Closed gobiviswanath closed 3 years ago
@gobiviswanath thanks for reporting this.
It looks like the DDL you provided is not the table that's causing the issue. Please go into logs/metastore/{db_name}/table_name
and provide the DDL for the table that's throwing the error.
For the second issue in question, please review the exported metastore entries and we can look into the fix if needed. Have you tried the --metastore-unicode
option for the metastore export to ensure that control characters are captured? I'll need to know the export command used here.
It looks like a bug w/ Azure using Delta CTAS statements when we export the DDL. I couldn't reproduce this on AWS. Could you open an eng ticket internally and have them take a look?
Well, this does not look like a bug with DDL export itself, if we are creating a delta table without specifying location and allow table inherit location from database path.
%sql show create table
will miss the location.

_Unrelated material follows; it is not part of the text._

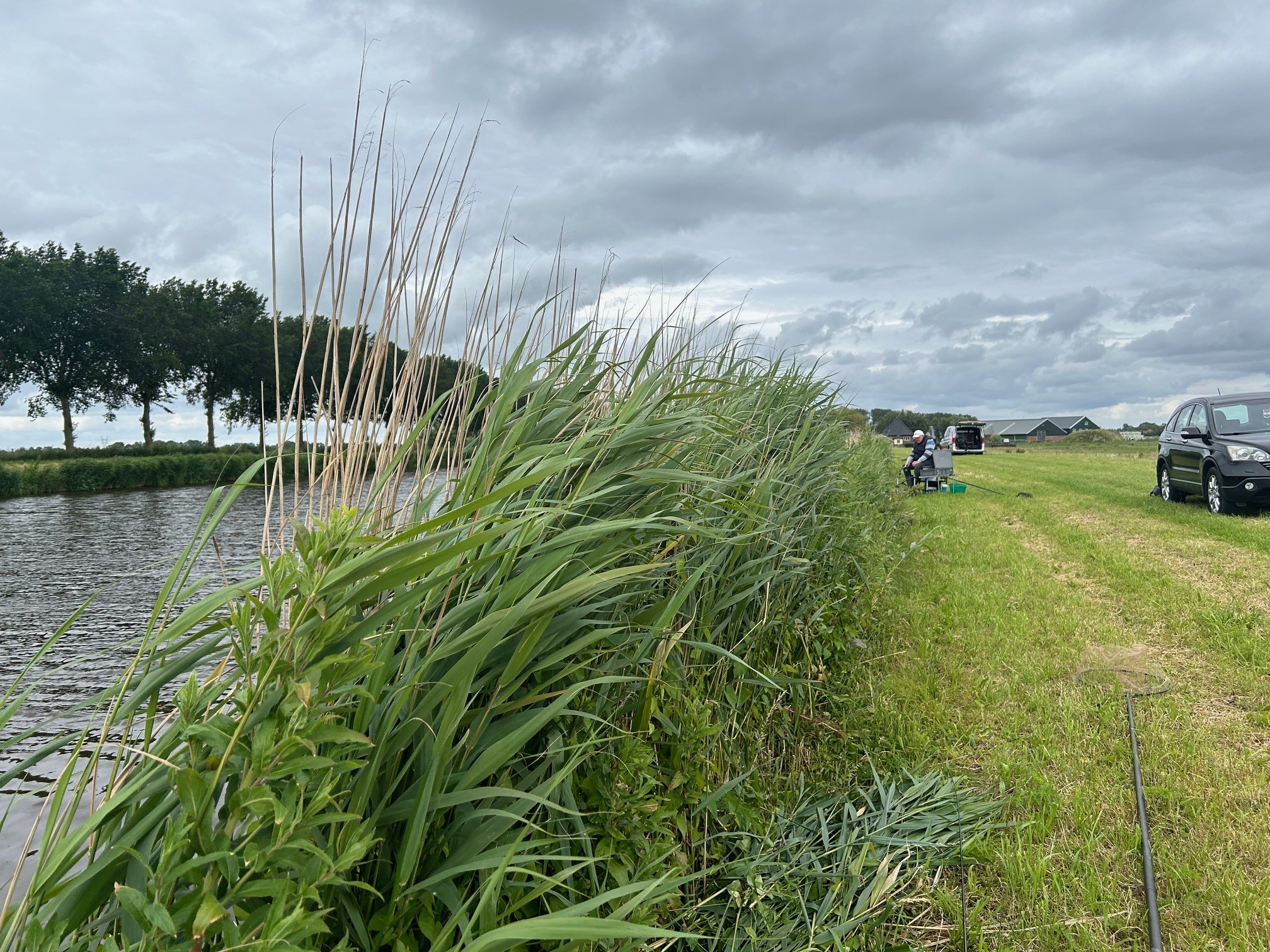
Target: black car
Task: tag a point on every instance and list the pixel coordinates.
(1220, 447)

This seem like expected behaviour.
When we use this
CREATE TABLE `test_delta_externalDB`.`customers_adlspath` ( `c_custkey` BIGINT, `c_name` STRING, `c_address` STRING, `c_nationkey` BIGINT, `c_phone` STRING, `c_acctbal` DECIMAL(12,2), `c_comment` STRING, `c_mktsegment` STRING) USING DELTA
to create table at destination destination, it fails. This is mainly because
a) databases migrated failed to inherit path / location from source workspace issue#56
b) We do not update the path/ dp path checks in create statements we generate by describing the table at source. The delta tables explicitly require location for shallow creation of tables.
Closing this as it's related to #56 . Please re-open a new issue if you run into issues with the latest changes.

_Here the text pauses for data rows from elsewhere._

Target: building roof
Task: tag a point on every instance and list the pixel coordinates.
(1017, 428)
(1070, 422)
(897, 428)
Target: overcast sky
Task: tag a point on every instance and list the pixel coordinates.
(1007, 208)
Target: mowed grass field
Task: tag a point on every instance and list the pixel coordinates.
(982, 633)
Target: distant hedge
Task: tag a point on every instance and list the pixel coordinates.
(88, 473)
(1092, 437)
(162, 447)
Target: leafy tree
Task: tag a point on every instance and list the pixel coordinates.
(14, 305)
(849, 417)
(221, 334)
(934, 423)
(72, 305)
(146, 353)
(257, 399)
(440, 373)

Still an issue with delta tables have contributed a fix: attached the file here could you please review and commit the fix?
The fix includes describing the table location and appending to the trailing path of ddl commands that is missing location for delta tables. I specifically add a check for delta because other tables need testing.

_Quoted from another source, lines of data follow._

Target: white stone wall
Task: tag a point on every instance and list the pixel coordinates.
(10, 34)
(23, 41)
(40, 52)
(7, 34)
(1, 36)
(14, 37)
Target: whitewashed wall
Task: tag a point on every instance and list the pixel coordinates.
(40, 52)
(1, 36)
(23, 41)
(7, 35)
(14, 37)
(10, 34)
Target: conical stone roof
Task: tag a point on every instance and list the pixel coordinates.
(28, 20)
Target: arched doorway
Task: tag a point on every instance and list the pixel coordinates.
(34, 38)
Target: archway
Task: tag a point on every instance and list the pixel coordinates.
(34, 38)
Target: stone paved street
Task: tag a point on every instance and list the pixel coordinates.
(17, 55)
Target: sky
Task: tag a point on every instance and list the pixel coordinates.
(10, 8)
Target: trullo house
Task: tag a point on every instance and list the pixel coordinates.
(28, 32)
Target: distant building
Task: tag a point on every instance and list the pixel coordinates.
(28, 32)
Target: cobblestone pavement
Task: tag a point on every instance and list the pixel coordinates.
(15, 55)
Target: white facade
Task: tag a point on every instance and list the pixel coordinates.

It looks like I do not have access to push so attached here.
It's unclear why we need your patch since the #56 was not address because there's an issue with Azure serializing the function. This fix doesn't address the issue.
I'd also recommend you look at forking a GitHub repo and how to submit pull requests.
The fix is needed because delta import at destination fails after export:
Get: https://adb-4425252124055355.15.azuredatabricks.net/api/1.2/commands/status
ERROR:
org.apache.spark.sql.AnalysisException: Cannot create table ('deltadb3
.orders_dbfspath
'). The associated location ('abfss://gobidatagen@adlsgen2passthroughtest.dfs.core.windows.net/deltaDB3/orders_dbfspath') is not empty.;
{'resultType': 'error', 'summary': 'org.apache.spark.sql.AnalysisException: Cannot create table ('deltadb3
.orders_dbfspath
'). The associated location ('abfss://gobidatagen@adlsgen2passthroughtest.dfs.core.windows.net/deltaDB3/orders_dbfspath') is not empty.;', 'cause': '---------------------------------------------------------------------------\nPy4JJavaError Traceback (most recent call last)\n/databricks/spark/python/pyspark/sql/utils.py in deco(*a, *kw)\n 62 try:\n---> 63 return f(a, **kw)\n 64 except py4j.protocol.Py4JJavaError as e:\n\n/databricks/spark/python/lib/py4j-0.10.7-src.zip/py4j/protocol.py in get_return_value(answer, gateway_client, target_id, name)\n 327 "An error occurred while calling {0}{1}{2}.\n".\n--> 328 format(target_id, ".", name), value)\n 329 else:\n\nPy4JJavaError: An error occurred while calling o211.sql.\n: org.apache.spark.sql.AnalysisException: Cannot create table (\'deltadb3
.orders_dbfspath
\'). The associated location (\'abfss://gobidatagen@adlsgen2passthroughtest.dfs.core.windows.net/deltaDB3/orders_dbfspath\') is not empty
We used this tool to migrate delta table. There is issue with delta table import:
1) There is a bug in migration tool which missed location path in create statement where table creation fails while doing metastore migration. The exact details are highlighted in the screenshots.
The migration tool generates delta import command in below format but it fails
Error:
ERROR:
The correct command should be
2) There are also issues with some external tables after migration which have .seq.gz files as extensions which need to be fixed as well. They return empty dataset.